Additionally, a future study could include not only the effect of self-efficacy and writing process approach as moderator variables in both feedback conditions but could also study the effect of the feedback on students’ appreciation. We know from previous studies that feedback appreciation is an important factor for students’ feedback literacy (Carless & Boud, 2018). A study that focuses on how students evaluate the intervention could shed light on the relation between the evaluation and writing process and product. That way the study’s contribution to both the feedback and writing domain would be significantly heightened. Additionally, an analysis of students’ feedback appreciation would highlight the strong and weaker points of the intervention and would thus provide valuable insights to further develop the intervention activities and materials.

A deeper analysis of the rationale behind students’ model selection and an analysis of their written responses on the goal-setting questions, could provide us with an insight into the extent to which changes were in alignment with the goals students set themselves. Moreover, a detailed analysis of the keystroke logging data for a number of selected cases could shed light on the complexity of the changes in writing process behaviors. Forming a more integrative view of the writing process by taking into account various process behaviors and their interactions is essential to understand changes in writing process behaviors, and their relations with writing performance.

Nevertheless, despite the fact that deeper and more fine-grained qualitative analyses are needed to further explain the study’s results, the study contributes to a rapidly expanding field of process feedback studies in writing research. To a certain extent, the study, along with Van Steendam et al. (2022), illustrates that “feedback aiming to expose students to different writing approaches by for example, having them contrast them or compare them to their own writing approach, could benefit awareness-building and reflection and ultimately result in learning” (Van Steendam et al., 2022, p. 1792). Additionally, the fact that it does so by relating its results to a larger national baseline study, enables researchers to position and interpret the findings in the light of general performance in both synthesis writing process and product of higher-secondary school students.

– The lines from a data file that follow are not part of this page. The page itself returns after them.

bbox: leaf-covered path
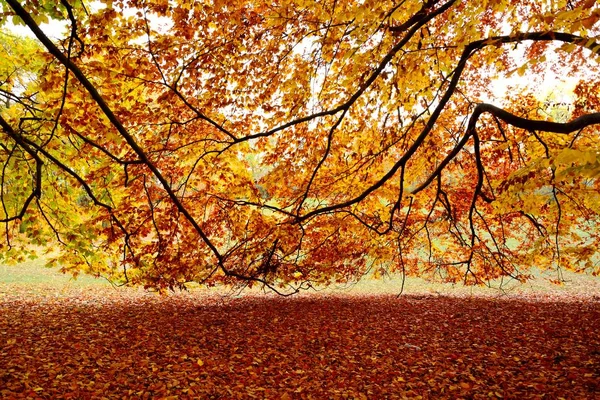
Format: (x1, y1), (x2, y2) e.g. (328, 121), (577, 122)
(1, 292), (599, 399)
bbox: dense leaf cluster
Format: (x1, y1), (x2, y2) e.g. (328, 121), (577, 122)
(0, 0), (599, 291)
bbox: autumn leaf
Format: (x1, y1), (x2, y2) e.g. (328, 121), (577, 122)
(0, 0), (599, 291)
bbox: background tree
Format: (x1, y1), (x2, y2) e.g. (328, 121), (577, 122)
(1, 0), (599, 294)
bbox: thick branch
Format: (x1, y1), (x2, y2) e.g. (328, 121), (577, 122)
(413, 104), (600, 194)
(0, 115), (42, 222)
(237, 0), (459, 143)
(475, 103), (600, 133)
(5, 0), (222, 262)
(299, 31), (600, 221)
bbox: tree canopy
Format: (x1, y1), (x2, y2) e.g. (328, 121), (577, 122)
(1, 0), (599, 293)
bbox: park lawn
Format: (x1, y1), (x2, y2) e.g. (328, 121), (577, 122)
(0, 260), (599, 399)
(2, 256), (600, 297)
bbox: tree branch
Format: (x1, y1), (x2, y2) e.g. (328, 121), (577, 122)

As this effective intervention is relatively short, requires limited effort from teachers, and the tools (i.e., user-friendly keystroke logging report generator) and materials are available, it can be implemented in regular classroom practice. There are many options for further research to build on this study and to continue exploring writing process feedback and its implementation in the classroom. Some options include exploring the long-term effects, adding additional instructional components, and combining process- with product-oriented feedback.